[Kurz-Rezi] Private Eye 4te

Nach unserer Proberunde Private Eye auf Wetterstein war ClemLOR so motiviert, gleich ne Kurzrezi zu schreiben und das wo ich gerade an einer regulären Rezi schreibe.

Vorher noch der Hinweis auf diese tolle Fanpage, die nicht nur informative Inhalte hat sowie klasse Downloads (eigene kommen wohl noch), nein, sie sieht auch noch ziemlich genial aus.

Nun aber zur Rezi:

Das Rollenspielsystem erinnert systemseitig an eine Mischung aus Call of Cthulhu und einem „klassischen“ und stufenbasierten Spielsystem. Sechs Attribute sowie eine überschaubare Liste von Fertigkeiten dienen der regeltechnischen Darstellung des Charakters; zusätzlich bestimmen weitere weniger präsente Werte wie Lebenspunkte, Reputation und noch einige andere besondere, im Spiel eher zu vermeidende oder selten auftretende Werte weitere Charakteraspekte. Alle Werte entsprechend Prozentangaben zwischen 5% und 97%, die es im Verlauf des Spiels zu unterwürfeln gilt.
Der Spieler entscheidet sich im Verlauf der wirklich zügigen und schnellen Charaktererschaffung – ich war sehr angenehm überrascht – für einen typischen oder weniger typischen Charakterhintergrund eines Detektiven – vom Berufsdetektiven über den Adligen, Coroner, Gerichtsmediziner und Kriminalisten bis hin zu Angestellten aller Art oder Menschen aus unterschiedlichen Lebensbereichen ist nahezu alles möglich.
Das gesamte System der Charaktererschaffung und -gestaltung ist – darauf weist das System an zahlreichen Stellen hin – darauf ausgelegt, dass Spieler und Spielleiter in Ansehung des Spielhintergrundes regeltechnische Unschärfen in der Charaktererschaffung berücksichtigen und den Charakter verfeinern – etwa bei allgemeinen Fertigkeiten wie Wissenschaft (welche?) oder den genauen Lebensumständen der Figur.

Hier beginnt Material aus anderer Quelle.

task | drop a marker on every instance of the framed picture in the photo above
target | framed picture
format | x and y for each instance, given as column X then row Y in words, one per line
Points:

Hier kommt das Spiel so richtig in Fahrt: Der umfangreiche und größte Teil des Regelwerkes widmet sich dem England, und insbesondere London des viktorianischen Zeitalters zwischen 1800 und frühem 20. Jahrhundert. In vielen Details werden die gesellschaftlichen, politischen, wirtschaftlichen und auch religiösen Ereignisse skizziert und erklärt; die wissenschaftlichen Errungenschaften werden dabei vor allem mit Blick auf die detektivischen Herausforderungen beleuchtet. So wird dem Spieler sowie dem Spielleiter vieles zur Entwicklung der Kriminologie, Verbrechensbekämpfung, „Tatortwissenschaft“, Entwicklung forensischer Techniken uvm. geboten.

Optisch werden alle Spieler und Spielleiter mit vorzüglichen Bildmaterialien verzückt. Das Layout bedinet sich dabei auch einer gewissen Exklusivität mit einer hübsch anzusehenden Seitenrandgrafik, die leider an einigen Stellen durch Überlappungen mit den Textinhalten die Leserleichkeit des Werkes abträglich beeinflusst. Dies ist aber nur ein kleines Manko, da die Gesamtgestaltung inklusive einer großplanigen, vom Druck her qualitativ hochwertigen Stadtkarte von London sehr gelungen ist. Der Text wird gut durch unterschiedliche Bildmaterialien (Fotos, Kupferstiche, Zeichnungen) aufgelockert und ist von der Typographie gut zu lesen.

Gesamtfazit: Super! Wer sich für ein detailverliebtes und stimmungsvolles Spielsystem über „Sherlock Holmes“ begeistern kann und dabei keine hohen Erwartungen an ein kurzweiliges und eingängiges Regelsystem hat, der ist mit Private Eye sehr gut beraten …

ClemLOR

2 Kommentare

  1. Gibts deutliche Veränderungen am Spielsystem gegenüber den früheren Auflagen? Ich fand das nämlich immer zu rudimentär und schätze PE hauptsächlich als Quellenbuch über das viktorianische London.